# Series 2 Upgrade with a 160GB Laptop Hard Drive



## Mike500 (Jun 29, 2004)

It took some learning and doing, but I just finished installing a Seagate Laptop 160 GB ST9160821A-RK ATA 2.5 inch drive in my Series 2 TiVo that originally had an 80 GB drive.

I opted for this drive, because it has very low 5 Volt power consumption, and since it's a laptop drive, it runs very very quiet and generates very little heat.

I got it on sale for $99.98 at Office Depot, but it can be had for about the same price at www.newegg.com/

I wanted a really quiet cool running drive for my bedroom TiVo. Cool means the built in TiVo fan will not cut on often. The drive is quieter than the fan.

Because I did not have a PC with earlier than Windows Vista and an old desktop did not address more than 137 GB, I used the FULL BACKUP option that copied everything from the original drive to the NEW one. It copied everything including the software, the settings, the season passes and ALL of the recordings.

The bootable CD did not need the Windows drive. So, it was disconnected. It took eight hours with two four hour tries, but it was worth it. The first try failed, and I got no software bootup. *The second try worked within minutes and booted up like it was an ordinary powerup after a powerdown.*

I chose the Seagate, also, because I believe that it is the only laptop hard drive with a 5 year warranty. I did need, however. a 3.5 desktop adapter with power and IDE cable adapter for the 2.5 hard drive. Luckily, I had an old one from 10 years, ago. If you need one, they can be had for about $10 delivered from eBay.

So, it was really worth the hassle. Now, I have 192 hours of recording time.


----------



## Rcspeed (Jul 29, 2008)

Hello,
I want to attempt the full copy with my Tivo also. Just got mine about a month ago with a 40g hard drive. I want to install a 160. When I looked at the command line to do the full copy, there is one character I am not quite sure of. Here is the command line I have found from Hindsdale.

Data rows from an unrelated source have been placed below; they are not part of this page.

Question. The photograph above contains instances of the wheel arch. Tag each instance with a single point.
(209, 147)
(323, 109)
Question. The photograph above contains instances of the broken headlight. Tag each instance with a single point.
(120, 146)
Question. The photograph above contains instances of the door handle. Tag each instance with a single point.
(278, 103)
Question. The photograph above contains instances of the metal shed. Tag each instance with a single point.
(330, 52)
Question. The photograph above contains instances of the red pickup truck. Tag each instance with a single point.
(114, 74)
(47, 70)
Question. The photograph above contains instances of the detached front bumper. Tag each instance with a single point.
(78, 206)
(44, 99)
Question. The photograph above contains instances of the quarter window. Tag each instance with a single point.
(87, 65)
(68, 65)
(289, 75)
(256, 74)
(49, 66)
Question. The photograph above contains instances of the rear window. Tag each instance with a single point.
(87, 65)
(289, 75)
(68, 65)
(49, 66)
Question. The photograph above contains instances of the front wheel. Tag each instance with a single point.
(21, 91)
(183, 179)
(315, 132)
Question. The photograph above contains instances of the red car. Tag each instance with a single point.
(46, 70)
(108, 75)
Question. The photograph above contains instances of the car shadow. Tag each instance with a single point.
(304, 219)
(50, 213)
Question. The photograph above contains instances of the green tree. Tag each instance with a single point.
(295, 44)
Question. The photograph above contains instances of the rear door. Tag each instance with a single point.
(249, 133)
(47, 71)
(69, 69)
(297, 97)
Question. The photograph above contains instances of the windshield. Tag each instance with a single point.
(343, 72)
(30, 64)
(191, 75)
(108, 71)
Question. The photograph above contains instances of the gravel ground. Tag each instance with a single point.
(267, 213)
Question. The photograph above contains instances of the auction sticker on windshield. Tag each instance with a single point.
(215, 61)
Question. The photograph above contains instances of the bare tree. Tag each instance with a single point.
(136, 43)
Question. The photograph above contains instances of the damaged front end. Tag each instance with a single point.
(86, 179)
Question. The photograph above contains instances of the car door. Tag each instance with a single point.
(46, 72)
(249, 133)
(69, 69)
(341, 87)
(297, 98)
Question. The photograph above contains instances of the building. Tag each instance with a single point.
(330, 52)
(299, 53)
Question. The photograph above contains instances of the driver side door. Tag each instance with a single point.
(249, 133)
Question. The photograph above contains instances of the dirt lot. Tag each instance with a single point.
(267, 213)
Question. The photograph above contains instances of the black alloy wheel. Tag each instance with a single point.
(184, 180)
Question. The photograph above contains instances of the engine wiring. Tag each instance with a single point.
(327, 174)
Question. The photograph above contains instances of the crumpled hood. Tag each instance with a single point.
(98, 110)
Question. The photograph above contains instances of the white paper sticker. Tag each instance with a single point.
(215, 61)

mfsbackup -Tao - /dev/hdc | mfsrestore -r 4 -s 127 -xzpi - /dev/hda

Between "hdc" and "mfsrestore" there is a straight line. How do I type this or does that just mean to "space" there??? I feel a bit stupid about this question. Is there somthing I'm missing on my keyboard?

thanks,

rcspeed


----------



## classicsat (Feb 18, 2004)

That is called a pipe, which on Unix bases OSes, allows you to run two commands at once, where one command "pipes" data to the other.
On most US keyboards you get it by pressing shift backslash ("\"). That key is mostly above the main enter/return key, and on occasion to the left of the Z key.

The normal slash ("/"), shifted makes the question mark.


----------